We do recommend that (as we’ve done here) you provide at least:
- An Overview of the product (either on the docs landing page or a separate Overview page) that tells the user why they should be interested in your project.
- A Getting Started page.
- Some Examples.
You may also want to create some tasks/how-tos for your project’s features. Feel free to copy this Docsy user guide site or even just the docs section instead if you like this simpler structure better.
TipIf you want to copy this guide, be aware that its source files are inside the Docsy theme repo, and so it doesn’t have its own
themes/directory: instead, we run
hugo server --themesDir ../..to use Docsy from its parent directory. You may want to either copy the site and add a
themes/directory with Docsy, or just copy the
docs/folder into your existing site’s content root.

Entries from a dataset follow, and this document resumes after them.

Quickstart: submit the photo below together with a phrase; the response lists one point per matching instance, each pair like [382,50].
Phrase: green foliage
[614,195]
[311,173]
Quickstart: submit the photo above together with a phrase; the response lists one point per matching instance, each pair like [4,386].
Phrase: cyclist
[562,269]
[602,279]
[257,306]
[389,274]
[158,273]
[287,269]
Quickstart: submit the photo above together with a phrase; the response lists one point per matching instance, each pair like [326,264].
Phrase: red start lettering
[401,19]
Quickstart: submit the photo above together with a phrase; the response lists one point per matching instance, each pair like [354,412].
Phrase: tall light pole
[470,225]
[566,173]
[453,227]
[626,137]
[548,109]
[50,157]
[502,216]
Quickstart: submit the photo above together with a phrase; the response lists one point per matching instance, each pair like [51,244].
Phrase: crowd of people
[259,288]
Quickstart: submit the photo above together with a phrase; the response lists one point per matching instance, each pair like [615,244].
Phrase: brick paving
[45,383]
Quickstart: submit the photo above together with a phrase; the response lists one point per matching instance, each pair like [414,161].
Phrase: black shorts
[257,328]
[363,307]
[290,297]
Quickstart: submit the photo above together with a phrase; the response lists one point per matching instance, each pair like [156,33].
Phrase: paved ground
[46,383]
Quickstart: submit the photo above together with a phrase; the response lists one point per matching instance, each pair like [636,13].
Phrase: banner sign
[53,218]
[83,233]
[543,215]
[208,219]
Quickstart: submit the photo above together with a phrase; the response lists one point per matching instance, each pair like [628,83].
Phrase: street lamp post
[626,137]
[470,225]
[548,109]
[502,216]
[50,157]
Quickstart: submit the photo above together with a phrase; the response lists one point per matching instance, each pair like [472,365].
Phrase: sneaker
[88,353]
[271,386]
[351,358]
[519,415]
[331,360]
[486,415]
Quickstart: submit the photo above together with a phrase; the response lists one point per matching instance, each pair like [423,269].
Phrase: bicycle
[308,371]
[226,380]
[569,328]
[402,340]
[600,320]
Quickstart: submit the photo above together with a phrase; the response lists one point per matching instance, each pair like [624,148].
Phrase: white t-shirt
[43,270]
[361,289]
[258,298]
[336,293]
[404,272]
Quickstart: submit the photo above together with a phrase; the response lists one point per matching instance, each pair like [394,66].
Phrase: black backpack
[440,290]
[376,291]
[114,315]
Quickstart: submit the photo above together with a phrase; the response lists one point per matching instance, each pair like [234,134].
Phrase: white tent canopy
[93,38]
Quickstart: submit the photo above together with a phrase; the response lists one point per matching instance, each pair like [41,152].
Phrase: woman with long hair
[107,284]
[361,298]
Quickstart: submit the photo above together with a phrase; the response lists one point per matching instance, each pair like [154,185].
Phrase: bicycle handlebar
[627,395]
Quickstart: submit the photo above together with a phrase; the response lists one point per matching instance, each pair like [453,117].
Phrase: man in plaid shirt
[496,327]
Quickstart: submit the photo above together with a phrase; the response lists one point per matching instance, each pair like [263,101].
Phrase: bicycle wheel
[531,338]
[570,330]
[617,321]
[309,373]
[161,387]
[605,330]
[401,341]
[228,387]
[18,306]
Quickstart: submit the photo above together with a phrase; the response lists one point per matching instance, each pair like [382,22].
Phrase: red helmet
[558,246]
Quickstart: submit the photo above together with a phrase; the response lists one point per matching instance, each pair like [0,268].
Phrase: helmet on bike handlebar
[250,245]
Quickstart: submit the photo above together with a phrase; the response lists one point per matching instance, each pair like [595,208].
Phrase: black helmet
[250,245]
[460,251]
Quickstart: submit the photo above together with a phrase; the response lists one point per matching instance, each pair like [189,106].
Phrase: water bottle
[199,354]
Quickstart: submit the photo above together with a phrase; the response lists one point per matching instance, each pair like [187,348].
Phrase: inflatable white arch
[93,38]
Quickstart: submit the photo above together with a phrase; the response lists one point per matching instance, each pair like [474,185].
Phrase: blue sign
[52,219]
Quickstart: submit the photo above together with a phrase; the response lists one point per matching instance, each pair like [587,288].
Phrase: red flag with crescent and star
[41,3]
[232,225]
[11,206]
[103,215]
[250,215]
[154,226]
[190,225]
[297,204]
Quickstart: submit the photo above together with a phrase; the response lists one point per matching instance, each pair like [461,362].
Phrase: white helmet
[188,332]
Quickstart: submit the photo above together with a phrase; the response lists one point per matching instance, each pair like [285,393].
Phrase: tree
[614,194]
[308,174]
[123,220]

Learn more about how Hugo and Docsy use folders and other files to organize your site.
Why this structure?
We based the Example Site structure on our own experiences creating (and using) large documentation sets for different types of project and on user research carried out on some of our bigger sites. In user studies we saw that users cared most about and immediately looked for a Get Started or Getting Started section (so they could, well, get started), and some examples to explore and copy, so we made those into prominent top-level doc sections in our site. Users also wanted to find “recipes” that they could easily look up to perform specific tasks and put together to create their own applications or projects, so we suggest that you add this kind of content as Tasks. Other content types such as conceptual docs, reference docs, and end-to-end tutorials are less important for all doc sets, particularly for smaller projects. We emphasize in our Example Site that these sections are optional.
We hope to improve the Example Site structure further as we learn more about how users interact with technical documentation, particularly for Open Source projects.
Writing style guide
This guide and the example site just address how to organize your documentation content into pages and sections. For some guidance on how to organize and write the content in each page, we recommend the Google Developer Documentation Style Guide, particularly the Style Guide Highlights.